Semen Padang salah satu contoh klub yang harus kehilangan dua kiper karena gabung tim nasional, sementara Liga 1 2019 masih jalan. Teja Paku Alam ke timnas senior dan Rendy Oscario gabung seleksi timnas U-23.
"Mungkin ini ada hubungan kompetisi yang padat jadi stamina anjlok. Perubahan jadwal karena banyak faktor, jadi itu bikin semua jadi tidak pasti penjadwalannya," kata wartawan senior dan juga pengamat sepakbola, Budiarto Shambazy, kepada detikSport.
Shambazy juga berpendapat bahwa PSSI harus punya jiwa kepemimpinan yang baik untuk bisa memecahkan masalah terkait jadwal Liga 1. Meski PT Liga Indonesia Baru (LIB) dan PSSI harus duduk bersama agar klub dan timnas tak lagi berbagi jadwal.
"Dibutuhkan juga kepemimpinan di PSSI untuk penjadwalan di liga," sambung Shambazy.

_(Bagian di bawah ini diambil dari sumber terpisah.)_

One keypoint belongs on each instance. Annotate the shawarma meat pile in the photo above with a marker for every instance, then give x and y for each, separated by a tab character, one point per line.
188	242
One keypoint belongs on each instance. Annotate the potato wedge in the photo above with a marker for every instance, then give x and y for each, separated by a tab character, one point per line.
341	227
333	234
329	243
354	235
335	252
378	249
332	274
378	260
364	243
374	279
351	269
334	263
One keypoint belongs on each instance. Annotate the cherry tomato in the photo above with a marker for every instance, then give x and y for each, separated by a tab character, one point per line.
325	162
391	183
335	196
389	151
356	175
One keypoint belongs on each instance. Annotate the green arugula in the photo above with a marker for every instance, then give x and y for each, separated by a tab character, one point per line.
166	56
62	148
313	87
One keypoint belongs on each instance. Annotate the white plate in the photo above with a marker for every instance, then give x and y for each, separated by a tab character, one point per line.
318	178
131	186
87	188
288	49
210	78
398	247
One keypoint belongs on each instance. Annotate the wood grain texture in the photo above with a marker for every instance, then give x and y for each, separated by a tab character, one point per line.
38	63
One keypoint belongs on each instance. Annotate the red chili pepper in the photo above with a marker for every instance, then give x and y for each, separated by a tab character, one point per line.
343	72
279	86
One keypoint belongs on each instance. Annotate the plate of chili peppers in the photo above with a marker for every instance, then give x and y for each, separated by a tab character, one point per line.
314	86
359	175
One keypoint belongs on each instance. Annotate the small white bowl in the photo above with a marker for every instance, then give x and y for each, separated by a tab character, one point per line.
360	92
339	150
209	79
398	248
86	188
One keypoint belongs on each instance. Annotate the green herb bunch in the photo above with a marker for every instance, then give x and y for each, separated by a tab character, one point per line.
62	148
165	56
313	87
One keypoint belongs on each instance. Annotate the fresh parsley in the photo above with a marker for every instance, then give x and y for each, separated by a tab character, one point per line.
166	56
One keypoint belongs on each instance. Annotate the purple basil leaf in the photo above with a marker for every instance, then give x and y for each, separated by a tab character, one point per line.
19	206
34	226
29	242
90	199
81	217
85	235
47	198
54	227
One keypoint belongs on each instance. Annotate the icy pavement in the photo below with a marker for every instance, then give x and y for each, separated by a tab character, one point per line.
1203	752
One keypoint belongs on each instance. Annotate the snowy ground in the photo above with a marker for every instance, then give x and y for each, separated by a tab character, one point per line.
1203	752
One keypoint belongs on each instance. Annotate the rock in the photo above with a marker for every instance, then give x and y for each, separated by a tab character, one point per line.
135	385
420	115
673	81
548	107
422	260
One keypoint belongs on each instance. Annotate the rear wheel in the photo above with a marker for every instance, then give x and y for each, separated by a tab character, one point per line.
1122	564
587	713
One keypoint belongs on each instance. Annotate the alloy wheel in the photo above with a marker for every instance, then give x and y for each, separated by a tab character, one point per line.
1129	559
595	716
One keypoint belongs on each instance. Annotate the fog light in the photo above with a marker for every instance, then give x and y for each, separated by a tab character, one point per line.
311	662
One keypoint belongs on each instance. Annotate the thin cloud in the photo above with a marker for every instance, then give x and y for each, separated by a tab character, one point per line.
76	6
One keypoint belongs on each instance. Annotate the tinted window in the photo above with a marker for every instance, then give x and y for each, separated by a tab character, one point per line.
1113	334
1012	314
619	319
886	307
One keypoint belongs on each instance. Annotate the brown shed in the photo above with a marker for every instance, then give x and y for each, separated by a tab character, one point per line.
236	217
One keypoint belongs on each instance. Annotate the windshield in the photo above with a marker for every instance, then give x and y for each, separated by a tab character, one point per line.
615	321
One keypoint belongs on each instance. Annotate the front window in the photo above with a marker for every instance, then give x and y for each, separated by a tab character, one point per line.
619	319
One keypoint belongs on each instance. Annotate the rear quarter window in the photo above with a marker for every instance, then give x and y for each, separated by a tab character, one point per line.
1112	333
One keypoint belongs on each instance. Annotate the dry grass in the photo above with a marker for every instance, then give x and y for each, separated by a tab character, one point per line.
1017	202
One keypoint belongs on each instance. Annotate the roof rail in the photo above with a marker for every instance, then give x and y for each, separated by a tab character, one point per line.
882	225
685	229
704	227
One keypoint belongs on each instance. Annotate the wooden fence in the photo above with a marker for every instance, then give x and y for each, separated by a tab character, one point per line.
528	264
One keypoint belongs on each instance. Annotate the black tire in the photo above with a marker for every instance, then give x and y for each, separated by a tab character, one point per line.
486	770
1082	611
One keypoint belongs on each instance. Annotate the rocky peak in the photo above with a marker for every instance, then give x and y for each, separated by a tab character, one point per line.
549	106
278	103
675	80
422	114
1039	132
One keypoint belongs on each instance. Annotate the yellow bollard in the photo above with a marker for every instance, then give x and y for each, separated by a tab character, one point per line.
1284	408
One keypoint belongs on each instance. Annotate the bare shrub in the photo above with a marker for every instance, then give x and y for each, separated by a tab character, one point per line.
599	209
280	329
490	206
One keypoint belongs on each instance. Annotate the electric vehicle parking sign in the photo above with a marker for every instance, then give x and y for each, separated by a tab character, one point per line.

Bobroknya timnas karena jadwal liga buruk ditolak oleh Manajer Madura United, Haruna Soemitro. Dia menegaskan bahwa tidak ada alasan pemain lelah.
"Tidak ada alasan pemain cape karena diambil 15 hari sebelum pertandingan. Itu pernyataan yang cari kambing hitam. Pelatih yang sudah terima job tidak boleh menyalahkan yang menunjuk," kata Haruna dalam sambungan telepon dengan detikSport.
"Klub selalu dilematis. Lepas atau tidak serba salah padahal klub yang bayar pemain itu. Klub sudah mengorbankan pemain dan membangun tim. Kalau tim nasional hancur menurut saya ya salah pelatih," tegasnya.
Hasil buruk tim nasional bikin suporter kecewa berat. Hal hal itu ditunjukkan dengan ricuhnya di laga melawan Malaysia dan menurun drastinya jumlah penonton saat lawan Thailand.
Harga tiket yang mahal juga dianggap tak sebanding dengan permainan Skuat Garuda. Bahkan, tim besutan Simon disoraki saat menguasai bola melawan Thailand.
"Ini kerugian bersama, secara khusus yang rugi penonton. Mereka tidak bisa menyaksikan kompetisi dan permainan yang bermutu, tidak dapat permainan timnas yang terbaik. Seperti itu saja dari dulu," kata Shambazy.
Shambazy juga menyindir geliat sepakbola Indonesia yang makin meningkat meski kondisi hancur. Pemain dan klub dapat keuntungan dari situasi ini.
"Yang untung palingan pemain dan klub. Dalam artian belakangan ini kompetisi lebih meriah, gaji bisa lebih gede, endorsement makin banyak, dan penonton kita juga fanatik banget jadi laku-laku aja."
"Kalau klub bisa dilihat dari berbagai kasus. Banyak lebih dikatakan untung daripada rugi, seperti membawa nama daerah, perusahaan, dan embel-embel penyumbang pemain terbanyak ke timnas. Ini normal yang diinginkan semua klub sepakbola di dunia. Itu kebanggaan," tegasnya.
CEO Persijap, Esti Puji Lestari, menyalahkan semua elemen yang punya power di PSSI. Dia juga berharap mental dan semangat pemain bisa diangkat lagi.
"Masalahnya kompleks. Jangka panjang saya berharap pemain mainnya stabil dari kompetisi yang baik, bukan yang semrawut. Ini tanggung jawab semua (klub juga pemain) karena sudah menyetujui (kondisi yang sekarang berjalan)," kata Esti kepada detikSport.